Workflow for Tabular data

lhoestq commented 2 years ago

Tabular data are treated very differently than data for NLP, audio, vision, etc. and therefore the worflow for tabular data in datasets is not ideal.

For example for tabular data, it is common to use pandas/spark/dask to process the data, and then load the data into X and y (X is an array of features and y an array of labels), then train_test_split and finally feed the data to a machine learning model.

In datasets the workflow is different: we use load_dataset, then map, then train_test_split (if we only have a train split) and we end up with columnar dataset splits, not formatted as X and y.

Right now, it is already possible to convert a dataset from and to pandas, but there are still many things that could improve the workflow for tabular data:

be able to load the data into X and y
be able to load a dataset from the output of spark or dask (as far as I know it's usually csv or parquet files on S3/GCS/HDFS etc.)
support "unsplit" datasets explicitly, instead of putting everything in "train" by default

cc @adrinjalali @merveenoyan feel free to complete/correct this :)

Feel free to also share ideas of APIs that would be super intuitive in your opinion !

merveenoyan commented 2 years ago

I use below to load a dataset:

dataset = datasets.load_dataset("scikit-learn/auto-mpg")
df = pd.DataFrame(dataset["train"])

TBH as said, tabular folk split their own dataset, they sometimes have two splits, sometimes three. Maybe somehow avoiding it for tabular datasets might be good for later. (it's just UX improvement)

wconnell commented 1 year ago

is very slow batch access of a dataset (tabular, csv) with many columns to be expected?

lhoestq commented 1 year ago

Define "many" ? x)

wconnell commented 1 year ago

~20k! I was surprised batch loading with as few as 32 samples was really slow.
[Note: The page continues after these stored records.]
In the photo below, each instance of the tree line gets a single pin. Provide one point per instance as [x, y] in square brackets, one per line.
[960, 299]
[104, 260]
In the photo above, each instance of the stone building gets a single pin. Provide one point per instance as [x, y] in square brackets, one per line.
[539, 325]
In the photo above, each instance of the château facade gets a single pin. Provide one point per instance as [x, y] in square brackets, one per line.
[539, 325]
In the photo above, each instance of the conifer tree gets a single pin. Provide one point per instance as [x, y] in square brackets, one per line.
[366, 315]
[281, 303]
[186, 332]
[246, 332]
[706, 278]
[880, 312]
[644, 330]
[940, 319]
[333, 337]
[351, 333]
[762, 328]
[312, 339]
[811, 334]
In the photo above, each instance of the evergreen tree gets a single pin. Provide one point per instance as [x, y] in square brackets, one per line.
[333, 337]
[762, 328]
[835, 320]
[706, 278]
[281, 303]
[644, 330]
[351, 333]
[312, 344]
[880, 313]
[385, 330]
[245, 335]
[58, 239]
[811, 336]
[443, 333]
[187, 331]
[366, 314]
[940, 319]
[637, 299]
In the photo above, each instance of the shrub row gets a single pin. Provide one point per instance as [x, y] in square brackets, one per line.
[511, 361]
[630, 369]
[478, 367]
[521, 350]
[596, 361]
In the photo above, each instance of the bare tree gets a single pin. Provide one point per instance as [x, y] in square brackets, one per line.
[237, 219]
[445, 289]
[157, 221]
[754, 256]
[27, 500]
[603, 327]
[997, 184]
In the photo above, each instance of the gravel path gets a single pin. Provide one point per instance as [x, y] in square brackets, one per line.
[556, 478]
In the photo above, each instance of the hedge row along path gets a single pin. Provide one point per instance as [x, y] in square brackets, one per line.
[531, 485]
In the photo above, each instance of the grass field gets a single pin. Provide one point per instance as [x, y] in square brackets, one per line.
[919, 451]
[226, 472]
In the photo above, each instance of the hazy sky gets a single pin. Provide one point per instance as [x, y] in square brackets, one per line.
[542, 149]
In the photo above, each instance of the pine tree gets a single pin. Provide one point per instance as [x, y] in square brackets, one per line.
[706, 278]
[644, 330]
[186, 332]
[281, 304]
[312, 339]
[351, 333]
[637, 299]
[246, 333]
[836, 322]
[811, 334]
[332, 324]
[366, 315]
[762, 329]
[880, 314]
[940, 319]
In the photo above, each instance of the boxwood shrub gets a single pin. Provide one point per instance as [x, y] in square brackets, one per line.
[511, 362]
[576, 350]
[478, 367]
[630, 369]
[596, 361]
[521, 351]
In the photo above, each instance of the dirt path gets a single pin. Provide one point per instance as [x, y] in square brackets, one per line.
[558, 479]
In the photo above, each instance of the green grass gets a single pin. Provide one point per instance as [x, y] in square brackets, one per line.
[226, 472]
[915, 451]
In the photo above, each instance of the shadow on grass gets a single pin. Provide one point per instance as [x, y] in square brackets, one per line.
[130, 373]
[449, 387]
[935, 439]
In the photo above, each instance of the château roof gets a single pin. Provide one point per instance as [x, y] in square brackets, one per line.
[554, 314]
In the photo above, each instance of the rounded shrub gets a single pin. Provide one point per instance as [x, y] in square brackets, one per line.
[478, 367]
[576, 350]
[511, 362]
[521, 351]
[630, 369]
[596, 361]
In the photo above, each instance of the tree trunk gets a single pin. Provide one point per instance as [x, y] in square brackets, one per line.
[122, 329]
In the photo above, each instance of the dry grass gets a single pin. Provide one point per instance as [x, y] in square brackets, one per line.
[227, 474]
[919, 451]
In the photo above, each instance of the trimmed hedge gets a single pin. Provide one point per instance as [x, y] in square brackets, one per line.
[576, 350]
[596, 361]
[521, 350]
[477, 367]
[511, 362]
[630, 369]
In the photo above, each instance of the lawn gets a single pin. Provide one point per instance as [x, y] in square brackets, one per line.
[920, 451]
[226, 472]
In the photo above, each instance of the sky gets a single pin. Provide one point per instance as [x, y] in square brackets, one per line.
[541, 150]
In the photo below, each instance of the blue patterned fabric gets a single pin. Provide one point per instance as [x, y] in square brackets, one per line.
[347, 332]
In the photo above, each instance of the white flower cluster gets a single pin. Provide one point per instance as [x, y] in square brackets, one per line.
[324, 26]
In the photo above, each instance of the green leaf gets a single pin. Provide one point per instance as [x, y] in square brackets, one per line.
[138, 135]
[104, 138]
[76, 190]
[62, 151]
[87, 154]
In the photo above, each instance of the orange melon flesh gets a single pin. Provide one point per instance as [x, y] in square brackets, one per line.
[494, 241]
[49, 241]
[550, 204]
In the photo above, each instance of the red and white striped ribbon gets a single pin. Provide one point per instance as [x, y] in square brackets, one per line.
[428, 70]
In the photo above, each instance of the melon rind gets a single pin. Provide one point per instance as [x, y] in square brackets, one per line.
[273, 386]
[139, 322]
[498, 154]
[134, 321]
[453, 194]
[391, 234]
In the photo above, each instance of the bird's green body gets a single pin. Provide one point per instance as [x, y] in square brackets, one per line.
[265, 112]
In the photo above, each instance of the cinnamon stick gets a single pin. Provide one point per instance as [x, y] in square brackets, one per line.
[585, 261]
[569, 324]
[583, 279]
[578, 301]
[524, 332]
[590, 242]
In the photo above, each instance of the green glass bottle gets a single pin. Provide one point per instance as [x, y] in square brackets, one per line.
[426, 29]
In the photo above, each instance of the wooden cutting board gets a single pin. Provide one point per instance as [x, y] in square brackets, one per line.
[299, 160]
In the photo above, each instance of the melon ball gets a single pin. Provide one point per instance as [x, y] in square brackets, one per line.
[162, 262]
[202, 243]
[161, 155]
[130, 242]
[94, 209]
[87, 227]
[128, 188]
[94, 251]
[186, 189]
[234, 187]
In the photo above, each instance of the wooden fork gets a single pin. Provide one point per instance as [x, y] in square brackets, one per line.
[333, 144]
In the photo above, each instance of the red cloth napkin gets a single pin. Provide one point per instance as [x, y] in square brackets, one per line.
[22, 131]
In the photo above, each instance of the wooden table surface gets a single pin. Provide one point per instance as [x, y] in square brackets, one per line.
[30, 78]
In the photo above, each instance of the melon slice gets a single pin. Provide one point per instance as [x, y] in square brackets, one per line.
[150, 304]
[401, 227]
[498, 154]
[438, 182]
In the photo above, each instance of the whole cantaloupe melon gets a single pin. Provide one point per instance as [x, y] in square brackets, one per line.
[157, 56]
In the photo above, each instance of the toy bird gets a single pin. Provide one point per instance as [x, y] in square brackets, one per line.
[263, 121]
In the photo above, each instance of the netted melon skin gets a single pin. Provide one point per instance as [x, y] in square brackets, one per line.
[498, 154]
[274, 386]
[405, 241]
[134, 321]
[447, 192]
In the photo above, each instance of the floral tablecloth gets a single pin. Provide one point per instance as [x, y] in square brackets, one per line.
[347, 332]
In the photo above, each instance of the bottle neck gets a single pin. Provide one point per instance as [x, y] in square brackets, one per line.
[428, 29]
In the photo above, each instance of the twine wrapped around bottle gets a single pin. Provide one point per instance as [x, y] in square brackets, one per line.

I was speculating the columnar format was the cause -- or do you see good performance with this approx size of tabular data?

lhoestq commented 1 year ago

20k can be a lot for a columnar format but maybe we can optimize a few things.

It would be cool to profile the code to see if there's an unoptimized part of the code that slows everything down.

(it's also possible to kill the job when it accesses the batch, it often gives you the traceback at the location where the code was running)

adrinjalali commented 1 year ago

FWIW I've worked with tabular data with 540k columns.

wconnell commented 1 year ago

thats awesome, whats your secret? would love to see an example!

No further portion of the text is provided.